A 6000-year-old skull found in Papua New Guinea is the earliest record of a human killed in a tsunami, according to new research published this week.
Image: Arthur Durband
Back in 1929, Australian geologist Paul Hossfeld uncovered a partial human skull outside the coastal town of Aitape in Papua New Guinea. An international team of scientists recently returned to the site in an effort to find out what might have killed this individual.
Their analysis, which now appears in PLOS One, shows that the skull was buried in sediments bearing the distinctive characteristics of an ancient tsunami. "[We] conclude that the skull was laid down in a tsunami deposit and as such may represent the oldest known tsunami victim in the world," write the researchers in the study.
The partial skull is only one of a few early skeletal remains uncovered in the area, and it was originally thought to belong to an archaic human species known as Homo erectus. More reliable carbon dating placed it to between 5000 and 6000 years old, which means it most certainly belonged to a modern human.
In 2014, a team led by James Goff, an anthropologist from the University of New South Wales and first author of the new study, returned to the spot, Paniri Creek, where the skull was originally found in hopes of finding new evidence. Ninety years ago, Hossfeld didn't bother to record any local evidence, such as taking soil samples or analysing the stratigraphic layers, and instead wrote a field description that, at the very least, included information about where the skull fragment was unearthed.
"What we were doing was actually going in and sampling the sediments to bring back for lab analysis that would tell us a lot more about the age and depositional history there," said co-author Mark Golitko, an assistant professor of anthropology at the University of Notre Dame, in a statement. "We were able to use modern scientific techniques to understand a little more about how this place formed and what we were actually looking at."
The researchers conducted a chemical analysis of the dirt and sediment found in-and-around the site, while also measuring the size of the grains. Importantly, they also discovered the presence of preserved diatoms -- small, single-celled aquatic creatures that can be used to paint a picture of what water conditions were like at the time.
When diatoms die, they form a tiny shell around them and then sink to the bottom. Goff's team put the sediment under a microscope and counted the diatoms, which allowed them to determine the temperature, salinity, and energy of the water when they died.
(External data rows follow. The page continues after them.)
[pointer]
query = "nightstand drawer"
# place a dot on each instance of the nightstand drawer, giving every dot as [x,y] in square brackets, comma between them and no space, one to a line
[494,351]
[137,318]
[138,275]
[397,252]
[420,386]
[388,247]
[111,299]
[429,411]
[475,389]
"These sediments that the Aitape skull was in have pure marine diatoms in them, which is ocean water that's inundating it," explained Golitko. "It's really high-energy ocean water -- high-energy enough for these little tiny specks of silica that the diatoms build to be broken as they're washing in."
These three things combined -- the high-energy water, the chemical signatures, and the grain sizes of the sediment -- strongly suggest the presence of a tsunami at the time the skull was buried.
"We have now been able to confirm what we have long suspected," said Goff. "The geological similarities between the sediments at the place where the skull was found and sediments laid down during the 1998 tsunami that hit this same coastline have made us realise that human populations in this area have been affected by these massive inundations for thousands of years."
The authors say the Aitape individual was either violently killed by the ancient tsunami, or their grave was ripped apart by a tsunami, leading to their head -- but not the rest of the body -- being brought out to sea and then back to shore where it was buried among the incoming debris. But this "grave" theory, say the researchers, isn't likely.
Despite this ancient tsunami, people continued to live along this part of the Papua New Guinea coast. Looking ahead, the researchers would like to learn more about how people lived in the area at the time and in the periods following this natural disaster to see how they might have responded to these risks. As the researchers conclude in their study:
[Tsunamis] may have contributed to a much more dynamic world of community and individual mobility and an increasing reliance on risk-mitigation strategies including the fostering and maintenance of wider-ranging social ties ... [playing] a significant role in the spread of materials and new ideas and practices throughout the [southwest] Pacific as documented in the mid-Holocene archaeological record.
So as destructive as tsunamis have been (and continue to be), these recurring natural disasters may have actually brought communities together, pushing human development forward. In this case, it was one step back, two steps forward.